Certains signes ne trompent pas : la longue ovation réservée à Juan Diego Flórez dès son entrée sur la scène de la Grange au lac ; la salle debout à la fin du spectacle, qui en redemande encore et encore. Entre les deux, un one man show réglé comme du papier à musique dont l’efficacité, à défaut de la spontanéité, s’impose une nouvelle fois. A 49 ans, le ténor péruvien possède une connaissance précise des possibilités offertes par sa voix. Même s’il confie aimer prendre des risques, même si sa technique demeure superlative, chanter « Nessun dorma » accompagné d’un simple piano, si attentif soit Vincenzo Scalera à son partenaire, ne met pas à sa portée l’intégralité du rôle de Calaf. Pétri d’intentions et abordé pour la première fois sur scène l’an passé à Zurich, Rodolfo de La Bohème, esquissé en fin de programme, semble déjà trop large. Et que dire de Rinuccio dans Gianni Schicchi, dont les écarts de registre sont enjambés avec nervosité, le bras posé sur le piano comme si le chanteur cherchait un appui pour ne pas perdre l’équilibre.

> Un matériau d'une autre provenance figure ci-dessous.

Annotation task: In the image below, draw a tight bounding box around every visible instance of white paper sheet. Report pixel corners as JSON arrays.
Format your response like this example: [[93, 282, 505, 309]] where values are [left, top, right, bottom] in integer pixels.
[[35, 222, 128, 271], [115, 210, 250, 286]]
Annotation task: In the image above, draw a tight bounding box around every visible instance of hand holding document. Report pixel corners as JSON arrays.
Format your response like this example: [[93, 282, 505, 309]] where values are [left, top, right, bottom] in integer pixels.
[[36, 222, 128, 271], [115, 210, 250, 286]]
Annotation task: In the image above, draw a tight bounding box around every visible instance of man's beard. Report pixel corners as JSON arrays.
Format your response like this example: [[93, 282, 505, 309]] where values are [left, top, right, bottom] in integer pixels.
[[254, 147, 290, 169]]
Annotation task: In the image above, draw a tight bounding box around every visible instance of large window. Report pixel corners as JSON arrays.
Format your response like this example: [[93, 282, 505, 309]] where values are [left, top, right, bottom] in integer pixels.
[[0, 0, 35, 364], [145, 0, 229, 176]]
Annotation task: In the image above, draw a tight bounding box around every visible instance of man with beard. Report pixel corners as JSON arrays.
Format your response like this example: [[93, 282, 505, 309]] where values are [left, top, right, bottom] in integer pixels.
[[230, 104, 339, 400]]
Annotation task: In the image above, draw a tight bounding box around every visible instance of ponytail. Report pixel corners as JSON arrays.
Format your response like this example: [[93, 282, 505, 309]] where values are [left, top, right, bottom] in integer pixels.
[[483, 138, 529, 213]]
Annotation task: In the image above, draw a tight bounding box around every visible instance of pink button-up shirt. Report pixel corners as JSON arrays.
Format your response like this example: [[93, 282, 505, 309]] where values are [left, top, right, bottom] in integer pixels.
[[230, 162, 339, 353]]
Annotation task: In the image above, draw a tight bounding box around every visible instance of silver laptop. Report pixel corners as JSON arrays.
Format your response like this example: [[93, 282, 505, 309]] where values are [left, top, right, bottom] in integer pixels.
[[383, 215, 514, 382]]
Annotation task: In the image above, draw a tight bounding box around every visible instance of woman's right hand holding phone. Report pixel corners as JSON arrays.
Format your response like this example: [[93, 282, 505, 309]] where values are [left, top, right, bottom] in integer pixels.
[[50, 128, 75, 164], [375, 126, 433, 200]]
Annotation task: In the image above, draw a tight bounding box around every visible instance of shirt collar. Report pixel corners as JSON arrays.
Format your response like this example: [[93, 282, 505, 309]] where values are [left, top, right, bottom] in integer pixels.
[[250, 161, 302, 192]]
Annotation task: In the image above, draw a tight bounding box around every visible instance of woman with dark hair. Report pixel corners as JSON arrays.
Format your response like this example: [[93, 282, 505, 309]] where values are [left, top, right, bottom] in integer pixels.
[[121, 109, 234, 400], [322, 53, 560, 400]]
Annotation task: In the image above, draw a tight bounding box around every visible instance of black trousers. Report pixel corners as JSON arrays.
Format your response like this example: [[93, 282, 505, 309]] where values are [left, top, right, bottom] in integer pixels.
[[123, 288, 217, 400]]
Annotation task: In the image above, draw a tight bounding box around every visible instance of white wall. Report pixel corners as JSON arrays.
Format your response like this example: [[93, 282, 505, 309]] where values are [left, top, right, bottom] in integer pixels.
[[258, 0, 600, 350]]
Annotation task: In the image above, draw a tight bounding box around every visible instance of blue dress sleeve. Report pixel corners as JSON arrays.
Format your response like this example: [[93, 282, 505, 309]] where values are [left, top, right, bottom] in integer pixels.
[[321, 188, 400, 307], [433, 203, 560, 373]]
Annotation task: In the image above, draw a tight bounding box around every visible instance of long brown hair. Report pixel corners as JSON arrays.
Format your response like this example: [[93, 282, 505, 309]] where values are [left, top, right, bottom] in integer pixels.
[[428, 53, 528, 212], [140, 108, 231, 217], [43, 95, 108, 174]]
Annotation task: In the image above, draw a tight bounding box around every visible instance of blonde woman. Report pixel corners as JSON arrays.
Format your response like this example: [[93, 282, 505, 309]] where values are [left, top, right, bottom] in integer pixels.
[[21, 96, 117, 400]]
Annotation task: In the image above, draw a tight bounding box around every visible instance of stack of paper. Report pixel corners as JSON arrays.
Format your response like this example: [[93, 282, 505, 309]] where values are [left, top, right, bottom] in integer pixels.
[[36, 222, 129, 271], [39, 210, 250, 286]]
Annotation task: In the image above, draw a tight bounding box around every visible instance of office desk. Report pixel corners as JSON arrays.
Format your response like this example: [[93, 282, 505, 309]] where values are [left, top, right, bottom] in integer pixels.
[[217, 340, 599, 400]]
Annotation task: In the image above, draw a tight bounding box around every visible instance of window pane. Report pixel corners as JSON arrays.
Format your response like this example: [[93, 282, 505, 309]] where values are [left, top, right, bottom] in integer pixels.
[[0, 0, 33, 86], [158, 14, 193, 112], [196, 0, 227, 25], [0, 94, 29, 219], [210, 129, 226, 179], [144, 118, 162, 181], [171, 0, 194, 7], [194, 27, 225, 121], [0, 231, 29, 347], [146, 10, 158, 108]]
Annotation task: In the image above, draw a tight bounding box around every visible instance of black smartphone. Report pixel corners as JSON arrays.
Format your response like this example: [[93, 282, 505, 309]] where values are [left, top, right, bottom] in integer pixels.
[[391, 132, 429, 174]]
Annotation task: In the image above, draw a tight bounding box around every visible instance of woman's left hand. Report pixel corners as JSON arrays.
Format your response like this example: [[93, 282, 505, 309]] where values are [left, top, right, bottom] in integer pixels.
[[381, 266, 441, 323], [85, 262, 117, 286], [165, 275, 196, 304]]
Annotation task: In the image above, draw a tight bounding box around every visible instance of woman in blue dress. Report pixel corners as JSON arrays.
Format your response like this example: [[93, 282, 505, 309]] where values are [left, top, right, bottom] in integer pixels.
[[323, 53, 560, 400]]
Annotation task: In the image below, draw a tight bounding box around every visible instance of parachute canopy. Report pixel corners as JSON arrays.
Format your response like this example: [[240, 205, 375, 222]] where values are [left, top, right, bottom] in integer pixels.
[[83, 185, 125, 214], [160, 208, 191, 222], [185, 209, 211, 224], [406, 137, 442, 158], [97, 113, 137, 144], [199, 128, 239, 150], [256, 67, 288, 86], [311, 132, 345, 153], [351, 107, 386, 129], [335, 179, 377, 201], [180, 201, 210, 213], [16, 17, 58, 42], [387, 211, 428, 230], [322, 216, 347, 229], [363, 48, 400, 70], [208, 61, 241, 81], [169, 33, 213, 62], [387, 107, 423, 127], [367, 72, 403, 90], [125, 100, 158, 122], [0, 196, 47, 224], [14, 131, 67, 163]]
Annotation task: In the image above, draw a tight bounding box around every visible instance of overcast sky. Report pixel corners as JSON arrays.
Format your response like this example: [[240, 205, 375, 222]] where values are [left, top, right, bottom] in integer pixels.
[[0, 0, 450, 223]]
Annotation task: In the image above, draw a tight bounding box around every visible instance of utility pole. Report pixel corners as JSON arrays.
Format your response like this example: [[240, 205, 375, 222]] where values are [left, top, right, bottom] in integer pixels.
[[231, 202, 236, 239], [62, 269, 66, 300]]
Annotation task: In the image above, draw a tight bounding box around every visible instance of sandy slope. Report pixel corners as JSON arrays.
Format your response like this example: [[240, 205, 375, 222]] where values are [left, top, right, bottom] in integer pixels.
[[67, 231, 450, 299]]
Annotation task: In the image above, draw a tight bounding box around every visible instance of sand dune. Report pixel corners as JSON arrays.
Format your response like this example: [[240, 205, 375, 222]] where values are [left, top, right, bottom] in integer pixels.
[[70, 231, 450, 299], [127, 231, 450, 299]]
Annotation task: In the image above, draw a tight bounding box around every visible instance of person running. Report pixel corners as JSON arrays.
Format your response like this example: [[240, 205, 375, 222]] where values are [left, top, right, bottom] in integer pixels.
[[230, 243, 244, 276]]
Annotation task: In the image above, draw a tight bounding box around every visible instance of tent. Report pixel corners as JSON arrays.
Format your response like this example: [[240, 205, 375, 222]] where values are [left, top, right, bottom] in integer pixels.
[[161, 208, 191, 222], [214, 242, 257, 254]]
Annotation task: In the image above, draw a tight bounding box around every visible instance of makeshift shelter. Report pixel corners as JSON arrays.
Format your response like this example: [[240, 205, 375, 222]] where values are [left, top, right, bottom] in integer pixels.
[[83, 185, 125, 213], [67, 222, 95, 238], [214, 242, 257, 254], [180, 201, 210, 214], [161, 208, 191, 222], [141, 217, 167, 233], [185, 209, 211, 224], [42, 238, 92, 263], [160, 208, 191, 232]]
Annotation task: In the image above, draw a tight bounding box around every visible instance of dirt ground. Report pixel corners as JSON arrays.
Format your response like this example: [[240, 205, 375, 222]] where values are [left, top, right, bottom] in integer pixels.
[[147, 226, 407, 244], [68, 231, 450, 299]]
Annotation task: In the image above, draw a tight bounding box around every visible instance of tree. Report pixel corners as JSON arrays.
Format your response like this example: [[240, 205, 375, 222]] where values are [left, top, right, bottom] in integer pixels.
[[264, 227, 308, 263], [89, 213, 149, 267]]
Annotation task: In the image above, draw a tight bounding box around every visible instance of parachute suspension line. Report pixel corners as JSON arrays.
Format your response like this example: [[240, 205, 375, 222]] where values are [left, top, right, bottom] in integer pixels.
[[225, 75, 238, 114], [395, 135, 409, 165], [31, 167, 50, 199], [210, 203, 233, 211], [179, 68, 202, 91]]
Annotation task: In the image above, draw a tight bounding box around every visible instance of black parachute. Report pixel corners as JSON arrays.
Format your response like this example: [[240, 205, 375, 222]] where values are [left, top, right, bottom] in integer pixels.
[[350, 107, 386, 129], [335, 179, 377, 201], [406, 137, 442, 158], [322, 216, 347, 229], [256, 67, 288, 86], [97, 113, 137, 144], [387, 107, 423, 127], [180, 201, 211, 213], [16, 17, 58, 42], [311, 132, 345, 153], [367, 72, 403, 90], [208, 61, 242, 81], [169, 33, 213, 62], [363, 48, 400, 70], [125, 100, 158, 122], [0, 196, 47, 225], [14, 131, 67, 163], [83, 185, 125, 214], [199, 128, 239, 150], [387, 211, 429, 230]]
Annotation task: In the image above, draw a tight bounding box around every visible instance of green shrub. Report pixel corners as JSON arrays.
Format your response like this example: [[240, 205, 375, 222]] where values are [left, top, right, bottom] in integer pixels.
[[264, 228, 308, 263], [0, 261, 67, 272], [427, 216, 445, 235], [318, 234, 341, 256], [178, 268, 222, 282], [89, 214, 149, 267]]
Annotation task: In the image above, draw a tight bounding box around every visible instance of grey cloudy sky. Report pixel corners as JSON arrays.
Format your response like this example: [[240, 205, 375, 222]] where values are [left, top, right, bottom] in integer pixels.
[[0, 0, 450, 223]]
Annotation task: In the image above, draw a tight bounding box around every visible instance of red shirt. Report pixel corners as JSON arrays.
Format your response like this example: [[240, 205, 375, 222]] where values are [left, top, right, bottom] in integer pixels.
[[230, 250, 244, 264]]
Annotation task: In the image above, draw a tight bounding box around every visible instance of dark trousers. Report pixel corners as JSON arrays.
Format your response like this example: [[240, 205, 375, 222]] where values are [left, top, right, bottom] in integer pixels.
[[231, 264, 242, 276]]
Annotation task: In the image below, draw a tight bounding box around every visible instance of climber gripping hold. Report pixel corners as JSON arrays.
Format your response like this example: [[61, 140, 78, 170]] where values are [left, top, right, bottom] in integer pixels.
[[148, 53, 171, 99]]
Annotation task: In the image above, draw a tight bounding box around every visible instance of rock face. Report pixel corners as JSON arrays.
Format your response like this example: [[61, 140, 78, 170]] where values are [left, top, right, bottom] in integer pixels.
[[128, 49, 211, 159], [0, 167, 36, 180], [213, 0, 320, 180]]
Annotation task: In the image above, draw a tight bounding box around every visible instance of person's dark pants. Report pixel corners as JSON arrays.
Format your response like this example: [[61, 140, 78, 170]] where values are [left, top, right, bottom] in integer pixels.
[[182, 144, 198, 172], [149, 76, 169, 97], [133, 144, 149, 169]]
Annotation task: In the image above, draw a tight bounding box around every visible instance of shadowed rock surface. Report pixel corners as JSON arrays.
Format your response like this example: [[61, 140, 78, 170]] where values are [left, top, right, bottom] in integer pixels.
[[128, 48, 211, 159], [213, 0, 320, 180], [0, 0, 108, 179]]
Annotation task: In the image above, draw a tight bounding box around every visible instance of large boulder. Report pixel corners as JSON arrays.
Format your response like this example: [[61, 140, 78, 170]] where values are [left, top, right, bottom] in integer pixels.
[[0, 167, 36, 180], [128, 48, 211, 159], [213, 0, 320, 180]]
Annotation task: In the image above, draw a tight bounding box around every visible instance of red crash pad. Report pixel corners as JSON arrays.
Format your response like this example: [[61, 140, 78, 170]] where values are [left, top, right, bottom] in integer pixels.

Juan Diego Flórez © lagrangeaulac.com
A lui qui trouve « un grand plaisir à pratiquer le football », le répertoire français s’impose à présent comme le terrain de jeu favori – « Cela correspond à une évolution de ma voix qui, ces derniers temps, me permet de m’approprier ce magnifique répertoire ». Le programme en offre la démonstration à travers quatre airs ciselés comme des joyaux, où le soin porté à l’expression et à la diction compense une certaine monochromie.
Si admirables soient ses efforts pour élargir son champ d’action, c’est toujours dans le primo ottocento que le ténor se présente sous son meilleur jour. Moins Rossini désormais que Donizetti : la « furtiva lagrima » exhalée sur le souffle d’un seul trait, la main sur le cœur et, plus encore, la première partie de l’air d’Edgardo dans Lucia di Lammermoor, intense, animée et ponctuée de quelques-uns de ces aigus que Juan Diego Florez aime envoyer comme des uppercuts, après avoir ménagé son effet en retenant une fraction de secondes sa respiration. Est-ce pour augmenter ainsi l’impact de son contre-ut conclusif que sera évitée la fin de la cadence dans la cabalette d’Alfredo au 2e acte de La traviata ? L’effet sur le public est imparable. Il faudrait être de bois pour ne pas en redemander. Les pieds trépignent ; les mains frappent ; les bravos fusent. La salle se lève d’un seul bond. Mission accomplie.
Juan Diego Flórez © lagrangeaulac.com
Guitare à la main, Juan Diego Flórez siffle la troisième mi-temps en un numéro de latin lover irrésistible. Enfin, l’étau se desserre. Le chant, libéré des tensions qu’il s’était lui-même imposées, ose quelques œillades vocales et s’autorise même dans Cucurrucucú paloma une note si longuement tenue que le public amusé l’interrompt par une salve d’applaudissements. Le charme une fois encore triomphe de la critique.